Big pharmaceutical companies’ credit ratings in the United States have been steadily dropping in the eyes of rating agencies since 2014. There have since been approximately 20 downgrades and only three upgrades among investment-grade firms. Despite these companies receiving acclaim for their rapid response to the COVID-19 pandemic, the strong barriers to competition in the industry, the relative insensitivity to the business cycle of these companies, and excellent profitability (average margins of 30 to 40 per cent, after accounting for the high costs of research and development), rating agencies expect further downgrades in 2021. This has three primary causes. The first is the expected increase in mergers and acquisitions activity, causing big pharmaceutical companies to shoulder increasingly heavy debt loads. There are also constraints on increasing patented drug prices in the US stemming from industry participants’ eagerness to improve reputations following recent scrutiny on drug prices. Finally, the Biden administration coupled with a democrat-controlled congress could introduce new legislation.
M&A has been driving most downgrades among investment-grade pharmaceutical companies in the last seven years. Acquisitions are often funded, at least in part, by debt, which increases credit risk that can outweigh any boost in business strength. While there are exceptions to this, such as Bristol Myers Squibb’s acquisition of Celgene in 2019 during which there was no downgrade (the companies A+ rating has not changed since 2007), the inverse is far more common.
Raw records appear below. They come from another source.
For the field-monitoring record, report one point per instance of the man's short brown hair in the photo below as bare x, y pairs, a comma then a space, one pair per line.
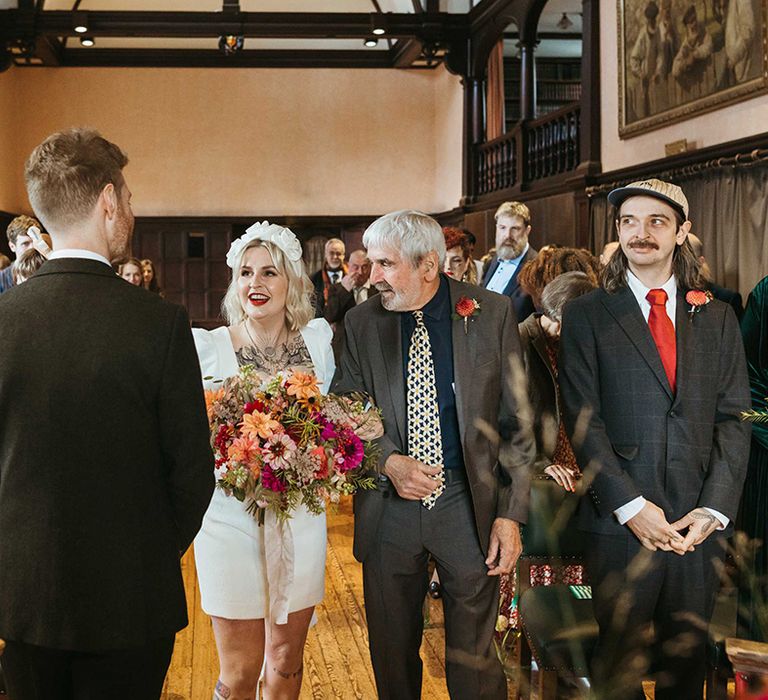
66, 173
19, 227
27, 265
514, 209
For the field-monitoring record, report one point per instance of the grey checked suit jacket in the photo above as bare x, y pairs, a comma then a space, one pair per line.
679, 450
498, 471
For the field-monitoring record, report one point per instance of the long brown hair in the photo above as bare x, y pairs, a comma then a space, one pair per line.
685, 267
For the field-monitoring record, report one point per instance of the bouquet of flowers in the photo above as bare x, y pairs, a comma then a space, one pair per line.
279, 442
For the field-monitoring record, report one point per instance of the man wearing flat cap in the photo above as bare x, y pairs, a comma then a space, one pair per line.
653, 379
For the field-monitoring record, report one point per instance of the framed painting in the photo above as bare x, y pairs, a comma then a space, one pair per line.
680, 58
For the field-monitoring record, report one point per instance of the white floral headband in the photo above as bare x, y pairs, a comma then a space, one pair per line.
283, 238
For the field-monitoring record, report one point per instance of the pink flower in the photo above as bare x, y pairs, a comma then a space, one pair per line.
350, 450
278, 451
270, 480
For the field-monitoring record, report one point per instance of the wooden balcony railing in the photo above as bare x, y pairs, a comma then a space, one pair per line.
532, 151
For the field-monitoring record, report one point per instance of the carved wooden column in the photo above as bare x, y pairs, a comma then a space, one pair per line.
590, 89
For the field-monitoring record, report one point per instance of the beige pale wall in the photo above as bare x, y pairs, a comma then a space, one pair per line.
9, 176
257, 142
729, 123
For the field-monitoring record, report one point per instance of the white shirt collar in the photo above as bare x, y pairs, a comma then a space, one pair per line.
640, 291
77, 253
515, 261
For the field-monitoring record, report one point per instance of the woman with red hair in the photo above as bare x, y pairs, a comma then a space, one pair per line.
458, 258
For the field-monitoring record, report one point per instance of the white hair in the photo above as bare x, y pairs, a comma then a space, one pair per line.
412, 233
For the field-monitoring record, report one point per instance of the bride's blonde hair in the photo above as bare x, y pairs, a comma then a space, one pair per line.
299, 309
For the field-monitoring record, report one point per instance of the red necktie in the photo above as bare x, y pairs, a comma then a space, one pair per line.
663, 333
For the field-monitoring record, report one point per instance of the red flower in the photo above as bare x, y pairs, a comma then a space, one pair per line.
697, 297
466, 307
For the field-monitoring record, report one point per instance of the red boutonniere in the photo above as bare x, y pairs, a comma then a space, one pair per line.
466, 308
697, 298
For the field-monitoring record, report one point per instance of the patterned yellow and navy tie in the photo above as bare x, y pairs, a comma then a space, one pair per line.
424, 439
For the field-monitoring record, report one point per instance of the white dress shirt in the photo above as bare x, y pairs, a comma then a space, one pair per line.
640, 292
78, 253
504, 272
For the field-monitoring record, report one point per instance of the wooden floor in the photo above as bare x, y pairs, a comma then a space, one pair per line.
336, 661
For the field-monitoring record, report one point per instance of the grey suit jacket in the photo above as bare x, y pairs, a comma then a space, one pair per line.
498, 470
679, 450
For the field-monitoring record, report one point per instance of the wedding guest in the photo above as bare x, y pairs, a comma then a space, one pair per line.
513, 227
458, 256
727, 295
540, 341
472, 243
435, 379
258, 618
130, 271
106, 461
551, 262
27, 265
18, 242
149, 277
608, 250
329, 274
753, 515
654, 381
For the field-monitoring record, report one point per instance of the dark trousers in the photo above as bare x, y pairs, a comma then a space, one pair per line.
653, 610
395, 583
37, 673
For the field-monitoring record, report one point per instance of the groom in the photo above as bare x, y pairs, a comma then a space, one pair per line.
105, 462
440, 373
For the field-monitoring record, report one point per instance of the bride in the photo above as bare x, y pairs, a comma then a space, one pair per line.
261, 612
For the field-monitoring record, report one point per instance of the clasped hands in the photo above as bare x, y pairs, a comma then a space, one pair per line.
650, 526
413, 481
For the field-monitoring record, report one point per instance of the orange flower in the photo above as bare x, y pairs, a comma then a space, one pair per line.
303, 386
259, 424
242, 449
211, 397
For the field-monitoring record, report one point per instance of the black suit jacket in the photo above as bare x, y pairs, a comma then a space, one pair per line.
497, 469
521, 301
679, 450
105, 464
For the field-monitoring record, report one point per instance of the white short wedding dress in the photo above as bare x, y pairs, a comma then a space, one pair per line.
231, 549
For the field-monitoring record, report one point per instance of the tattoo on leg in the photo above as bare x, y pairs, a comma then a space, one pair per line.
287, 676
222, 692
701, 514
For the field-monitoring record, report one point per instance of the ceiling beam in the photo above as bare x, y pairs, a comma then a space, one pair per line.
210, 58
291, 25
405, 52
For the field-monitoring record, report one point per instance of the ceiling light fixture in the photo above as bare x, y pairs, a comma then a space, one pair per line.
378, 24
565, 22
231, 43
80, 22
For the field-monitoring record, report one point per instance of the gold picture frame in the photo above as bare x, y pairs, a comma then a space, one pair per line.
681, 58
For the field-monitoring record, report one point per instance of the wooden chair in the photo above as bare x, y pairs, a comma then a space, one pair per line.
559, 630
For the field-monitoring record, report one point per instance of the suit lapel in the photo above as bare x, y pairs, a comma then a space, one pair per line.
685, 342
624, 308
489, 272
464, 350
390, 347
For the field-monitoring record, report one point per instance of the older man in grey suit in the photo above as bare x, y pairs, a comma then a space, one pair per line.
654, 381
439, 372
For example, AbbVie’s 2020 acquisition of Allergan resulted in a downgrade from A- to BBB+, and Bayer’s acquisition of Monsanto saw its rating fall from A- to BBB. Increasing debt-funded acquisitions have caused the median adjusted debt to EBITDA ratios in the industry to increase from 0.5x in 2010 to 2.0x in 2019, as shown by Figure 1.
To fund these acquisitions big pharmaceutical companies have been increasingly divesting non-core assets in areas such as generics, consumer health and mature branded drugs in order to fund acquisitions in growth areas like oncology and immunology. Merck & Co have announced plans to spin off many smaller drugs companies representing about 6-6.5 billion USD of revenue into a separate company called Organon. It will use the estimated 8 billion USD in proceeds for future M&A. Pfizer’s divestiture of Upjohn Co. to Mylan for 12 billion USD will be used to fund acquisitions of clinical-stage and pre-revenue assets to support the development of its pipeline. The latter of these resulted in a downgrade from A+ to AA-. The problem of these divestitures is that they do not result in meaningful deleveraging and, more importantly, reduce profits, scale, and diversity, which weakens business strength, consequently reducing creditworthiness.
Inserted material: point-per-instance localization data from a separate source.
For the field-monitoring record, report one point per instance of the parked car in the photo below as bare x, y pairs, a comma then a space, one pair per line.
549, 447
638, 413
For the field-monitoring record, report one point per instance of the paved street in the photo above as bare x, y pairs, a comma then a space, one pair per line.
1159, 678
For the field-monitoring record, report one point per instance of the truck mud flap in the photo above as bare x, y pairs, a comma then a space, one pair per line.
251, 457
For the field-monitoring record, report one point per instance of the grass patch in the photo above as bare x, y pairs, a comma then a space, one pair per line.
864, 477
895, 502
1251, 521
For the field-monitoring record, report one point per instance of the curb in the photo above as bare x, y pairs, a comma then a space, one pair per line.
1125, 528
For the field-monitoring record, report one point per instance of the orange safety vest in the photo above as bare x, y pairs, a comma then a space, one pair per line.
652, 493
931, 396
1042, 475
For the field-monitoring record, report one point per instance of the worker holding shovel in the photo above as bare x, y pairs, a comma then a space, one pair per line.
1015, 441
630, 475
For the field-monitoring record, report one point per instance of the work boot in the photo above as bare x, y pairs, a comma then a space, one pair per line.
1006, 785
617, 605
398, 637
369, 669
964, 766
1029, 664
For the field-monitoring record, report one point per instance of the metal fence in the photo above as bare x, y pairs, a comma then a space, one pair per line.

Figure 1. Graph showing the mean and median leverage for investment-grade pharmaceutical companies. S&P Global Regions.
In contrast to the longer-term historical trends of annual price increases on patented drugs in the US, net pricing trends in 2021 are expected to be flat and, perhaps, nominally negative. As mentioned previously, this stems from self-regulation in the industry in order to enhance public relations. After years of being villainised, pharmaceutical companies are eager to show that they no longer ignore the implications of their pricing strategies on patients and societies. This will reduce the future profit growth going forward, consequently increasing debt to EBITDA ratios. Moreover, this constraint will be another factor contributing to an increase in M&A as managers will need to acquire companies to achieve the same growth that in normal times could have been achieved through price increases. As M&A, not R&D, increasingly becomes the way these major companies are reinforcing their drug pipelines, M&A can begin to be viewed as a form of margin pressure.
In 2006 Medicare Part D was introduced. It covered prescription drug benefits for US seniors and since its introduction growth in both out-of-pocket and payer spending on drugs significantly exceeds inflation. The absence of centralised price negotiations by Medicare and pockets of aggressive pricing by some companies has meant more and more US citizens are struggling to afford critical medicines. It is reflective of an ageing and unhealthy population where the obesity rate stands at 42.4 per cent. To rectify these issues the Biden administration will be drawn into passing legislation to reduce healthcare costs for individuals, an initiative that receives bipartisan support. Consequently, margins for pharmaceutical companies will be suppressed. However, given the very high current margins mentioned at the start of this article, this issue is minor and no legislation is likely to reduce the attractiveness of this industry to investors, unlikely to be a major issue in ensuring creditworthiness going forward.